Bei der Taufe rufen wir einen Menschen im Namen Jesu an, rufen ihn auf in seinem Namen auf, rufen ihm zu mit diesem Namen: Der Herr hilft. In der Taufe rufen wir dem Täufling, rufen uns gegenseitig zu: Gott hält dich, hält uns bei der rechten Hand (Psalm 73,23). Dazu sind wir als Kirche, als Gemeinde, beauftragt. Petrus und Johannes lassen sich nicht als die Helden der Armen feiern. Sie verweisen auf Jesus, in dem sich ihnen, in dem sich uns die Freundlichkeit, die Hilfe, die Macht Gottes offenbart. Sie stellen sich hinein in seinen Auftrag, gemeinsam unterwegs zu bleiben, als im Namen Jesu Versammelte, als Gemeinde, als Kirche, zu wirken. Dann: Den Ausgelieferten, den Gelähmten als solchen zu begegnen, von denen sie, von denen wir etwas zu erwarten haben, einen neuen Blick, eine Hoffnung, die Begegnung mit Jesus, mit Gott selbst. So sind auch wir eingeladen, Hilfe zu bringen – nicht als die erfolgreichen Helden, sondern als Gesandte, Gerufene, vom Auferstandenen selbst Beauftragte. Als Gesunde und als Kranke, als solche, die springfidel, und als solche, die gelähmt sind, können wir auf Leben aus der Hand und an der Hand Gottes hoffen. Als Zuschauer werden wir hineingezogen in die Wunder, die Gott tut an den Menschenkindern. In der Geschichte erfüllt die Zuschauer Verwunderung und Entsetzen – so wie Entsetzen die ersten Zeuginnen und Zeugen der Auferstehung erfüllte. Die Gegenwart Gottes ist für die, die sie erkennen, immer erschreckend. Der Auferstandene aber, der Christus Gottes, aber auch alle, die er zur Auferstehung ruft, laden uns ein, gemeinsam Gottes Macht zu loben, uns anzuschließen in Wort und Tat, in der Nachfolge Christi zu leben und in seinem Namen zu handeln. „Gott loben, das ist unser Amt“ (EG 288,5).

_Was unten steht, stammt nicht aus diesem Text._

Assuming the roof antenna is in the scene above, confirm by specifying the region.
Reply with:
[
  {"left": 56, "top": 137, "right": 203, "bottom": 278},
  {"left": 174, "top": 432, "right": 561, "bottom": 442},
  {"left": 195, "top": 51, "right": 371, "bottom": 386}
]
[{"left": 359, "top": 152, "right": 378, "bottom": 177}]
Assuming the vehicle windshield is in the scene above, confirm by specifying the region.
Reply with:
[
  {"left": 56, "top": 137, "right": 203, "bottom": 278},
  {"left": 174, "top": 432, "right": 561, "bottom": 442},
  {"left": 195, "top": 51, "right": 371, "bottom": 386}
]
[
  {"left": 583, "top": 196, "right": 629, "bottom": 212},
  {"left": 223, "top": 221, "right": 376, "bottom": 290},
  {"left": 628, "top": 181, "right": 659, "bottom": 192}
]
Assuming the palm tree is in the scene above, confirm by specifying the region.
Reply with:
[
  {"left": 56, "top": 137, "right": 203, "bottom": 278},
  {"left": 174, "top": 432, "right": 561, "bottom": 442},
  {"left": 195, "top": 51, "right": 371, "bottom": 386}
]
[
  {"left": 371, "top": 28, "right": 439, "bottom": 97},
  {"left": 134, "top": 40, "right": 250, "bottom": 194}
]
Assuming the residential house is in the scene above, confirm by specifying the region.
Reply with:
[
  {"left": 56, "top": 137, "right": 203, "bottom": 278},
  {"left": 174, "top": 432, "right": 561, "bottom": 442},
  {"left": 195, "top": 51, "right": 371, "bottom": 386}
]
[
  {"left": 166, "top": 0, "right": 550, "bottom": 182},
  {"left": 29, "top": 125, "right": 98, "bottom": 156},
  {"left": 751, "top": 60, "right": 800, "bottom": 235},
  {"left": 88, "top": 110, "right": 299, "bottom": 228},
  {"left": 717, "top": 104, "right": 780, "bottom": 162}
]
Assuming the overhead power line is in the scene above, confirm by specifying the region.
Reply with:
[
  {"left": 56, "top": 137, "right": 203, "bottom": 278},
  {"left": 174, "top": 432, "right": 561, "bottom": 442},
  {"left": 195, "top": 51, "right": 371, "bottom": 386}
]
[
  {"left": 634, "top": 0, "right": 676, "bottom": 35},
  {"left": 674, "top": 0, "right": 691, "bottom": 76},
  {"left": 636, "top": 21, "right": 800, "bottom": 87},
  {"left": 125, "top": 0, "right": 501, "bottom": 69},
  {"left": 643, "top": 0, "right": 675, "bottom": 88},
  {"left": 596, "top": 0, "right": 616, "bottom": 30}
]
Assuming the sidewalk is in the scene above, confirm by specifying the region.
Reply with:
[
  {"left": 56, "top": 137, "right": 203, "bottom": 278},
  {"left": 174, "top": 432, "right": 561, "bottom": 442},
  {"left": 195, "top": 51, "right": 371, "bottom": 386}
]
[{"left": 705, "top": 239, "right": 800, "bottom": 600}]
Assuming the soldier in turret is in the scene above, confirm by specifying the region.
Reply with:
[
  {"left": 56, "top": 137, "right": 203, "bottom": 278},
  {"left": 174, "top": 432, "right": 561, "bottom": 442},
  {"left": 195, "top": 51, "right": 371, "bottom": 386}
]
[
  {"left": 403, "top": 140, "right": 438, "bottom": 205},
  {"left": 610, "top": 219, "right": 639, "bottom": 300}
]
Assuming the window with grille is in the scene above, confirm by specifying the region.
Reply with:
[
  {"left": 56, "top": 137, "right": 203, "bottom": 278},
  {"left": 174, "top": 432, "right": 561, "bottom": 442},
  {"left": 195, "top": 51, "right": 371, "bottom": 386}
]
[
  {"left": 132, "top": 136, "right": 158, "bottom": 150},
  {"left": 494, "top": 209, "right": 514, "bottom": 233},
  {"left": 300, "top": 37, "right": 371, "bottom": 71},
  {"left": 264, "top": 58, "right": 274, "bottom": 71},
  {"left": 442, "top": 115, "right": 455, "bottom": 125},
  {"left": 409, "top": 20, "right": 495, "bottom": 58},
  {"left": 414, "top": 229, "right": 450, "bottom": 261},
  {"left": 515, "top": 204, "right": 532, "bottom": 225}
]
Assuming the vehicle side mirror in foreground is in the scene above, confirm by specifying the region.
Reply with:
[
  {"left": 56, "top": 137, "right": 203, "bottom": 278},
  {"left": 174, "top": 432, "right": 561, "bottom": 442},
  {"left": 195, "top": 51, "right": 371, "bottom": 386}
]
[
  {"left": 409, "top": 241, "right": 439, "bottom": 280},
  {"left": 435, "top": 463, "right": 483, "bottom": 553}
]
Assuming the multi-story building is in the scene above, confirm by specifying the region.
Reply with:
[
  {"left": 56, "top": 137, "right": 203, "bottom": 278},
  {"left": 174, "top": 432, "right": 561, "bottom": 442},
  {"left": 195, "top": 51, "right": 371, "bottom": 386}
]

“Gibt es solche Wunder in unserer Realität?”, fragt Pfarrerin Busch-Wagner. Sie schlägt vor, an drei Stellen genauer hinzuschauen. 1. Petrus und Johannes sind zwei sehr gegensätzliche Charaktere. Jesus hat verheißen, “wo zwei oder drei versammelt sind in meinem Namen, bin ich mitten unter ihnen”. Deswegen können dort, wie bei Jesus, Heilungswunder geschehen. 2. Die Gebetsstunde, 9. Stunde/15 Uhr, ist Gott besonders nah. Zu der Zeit ist Jesus gestorben, leidend und “gelähmt”. 3. Die Jünger sagen: “Sieh uns an!” Wenn wir den Namen des Herrn anrufen, hilft er uns. Eine lebendige und engagierte Predigt. -Hingewiesen sei auf die psychologisierende Auslegung von Eugen Drewermann in seinem neuen Kommentar zur Apostelgeschichte. War der Mensch seit Kindheit gelähmt, weil er vielleicht von seiner Mutter liebevoll geklammert und Ihm nie zugetraut wurde, auf eigenen Füßen zu stehen?